[PATCH] block: aoe: Fix kernel crash due to atomic sleep when exiting

From: <zhe.he@windriver.com>
To: <justin@coraid.com>, <axboe@kernel.dk>,
	<linux-block@vger.kernel.org>, <linux-kernel@vger.kernel.org>,
	<zhe.he@windriver.com>
Subject: [PATCH] block: aoe: Fix kernel crash due to atomic sleep when exiting
Date: Thu, 8 Aug 2019 11:09:54 +0800	[thread overview]
Message-ID: <1565233794-458496-1-git-send-email-zhe.he@windriver.com> (raw)

From: He Zhe <zhe.he@windriver.com>

Since commit 3582dd291788 ("aoe: convert aoeblk to blk-mq"), aoedev_downdev
has had the possibility of sleeping and causing the following crash.
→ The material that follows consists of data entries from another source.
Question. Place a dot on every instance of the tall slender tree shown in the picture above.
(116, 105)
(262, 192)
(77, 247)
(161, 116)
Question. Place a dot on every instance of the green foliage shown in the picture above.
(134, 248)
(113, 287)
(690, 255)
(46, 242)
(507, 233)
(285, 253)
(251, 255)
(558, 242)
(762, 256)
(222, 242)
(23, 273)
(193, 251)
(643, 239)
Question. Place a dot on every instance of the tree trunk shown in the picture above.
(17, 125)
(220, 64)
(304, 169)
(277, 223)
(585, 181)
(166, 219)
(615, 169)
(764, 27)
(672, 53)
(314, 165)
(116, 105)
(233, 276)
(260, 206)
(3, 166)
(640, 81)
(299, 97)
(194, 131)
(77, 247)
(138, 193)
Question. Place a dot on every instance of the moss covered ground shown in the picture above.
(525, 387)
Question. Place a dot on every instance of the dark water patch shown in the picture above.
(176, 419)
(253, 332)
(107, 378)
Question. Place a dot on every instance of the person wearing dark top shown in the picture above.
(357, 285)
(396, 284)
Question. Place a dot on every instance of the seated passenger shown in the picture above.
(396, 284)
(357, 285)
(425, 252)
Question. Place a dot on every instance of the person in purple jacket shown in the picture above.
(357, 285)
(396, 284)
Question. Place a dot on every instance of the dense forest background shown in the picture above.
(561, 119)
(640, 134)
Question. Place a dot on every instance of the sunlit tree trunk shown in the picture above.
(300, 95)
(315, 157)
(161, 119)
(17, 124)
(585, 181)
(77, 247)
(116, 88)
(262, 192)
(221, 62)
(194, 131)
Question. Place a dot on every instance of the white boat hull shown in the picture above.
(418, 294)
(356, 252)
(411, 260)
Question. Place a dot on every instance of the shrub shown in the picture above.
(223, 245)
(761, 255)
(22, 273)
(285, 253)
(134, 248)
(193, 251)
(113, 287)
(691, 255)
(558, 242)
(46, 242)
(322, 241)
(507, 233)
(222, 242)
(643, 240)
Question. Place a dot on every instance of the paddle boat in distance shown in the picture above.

BUG: scheduling while atomic: rmmod/2242/0x00000003
Modules linked in: aoe
Preemption disabled at:
[<ffffffffc01d95e5>] flush+0x95/0x4a0 [aoe]
CPU: 7 PID: 2242 Comm: rmmod Tainted: G          I       5.2.3 #1
Hardware name: Intel Corporation S5520HC/S5520HC, BIOS S5500.86B.01.10.0025.030220091519 03/02/2009
Call Trace:
 dump_stack+0x4f/0x6a
 ? flush+0x95/0x4a0 [aoe]
 __schedule_bug.cold+0x44/0x54
 __schedule+0x44f/0x680
 schedule+0x44/0xd0
 blk_mq_freeze_queue_wait+0x46/0xb0
 ? wait_woken+0x80/0x80
 blk_mq_freeze_queue+0x1b/0x20
 aoedev_downdev+0x111/0x160 [aoe]
 flush+0xff/0x4a0 [aoe]
 aoedev_exit+0x23/0x30 [aoe]
 aoe_exit+0x35/0x948 [aoe]
 __se_sys_delete_module+0x183/0x210
 __x64_sys_delete_module+0x16/0x20
 do_syscall_64+0x4d/0x130
 entry_SYSCALL_64_after_hwframe+0x44/0xa9
RIP: 0033:0x7f24e0043b07
Code: 73 01 c3 48 8b 0d 89 73 0b 00 f7 d8 64 89 01 48 83 c8 ff c3 66 2e 0f
1f 84 00 00 00 00 00 0f 1f 44 00 00 b8 b0 00 00 00 0f 05 <48> 3d 01 f0 ff
ff 73 01 c3 48 8b 0d 59 73 0b 00 f7 d8 64 89 01 48
RSP: 002b:00007ffe18f7f1e8 EFLAGS: 00000206 ORIG_RAX: 00000000000000b0
RAX: ffffffffffffffda RBX: 0000000000000000 RCX: 00007f24e0043b07
RDX: 000000000000000a RSI: 0000000000000800 RDI: 0000555c3ecf87c8
RBP: 00007ffe18f7f1f0 R08: 0000000000000000 R09: 0000000000000000
R10: 00007f24e00b4ac0 R11: 0000000000000206 R12: 00007ffe18f7f238
R13: 00007ffe18f7f410 R14: 00007ffe18f80e73 R15: 0000555c3ecf8760

This patch, handling in the same way of pass two, unlocks the locks and
restart pass one after aoedev_downdev is done.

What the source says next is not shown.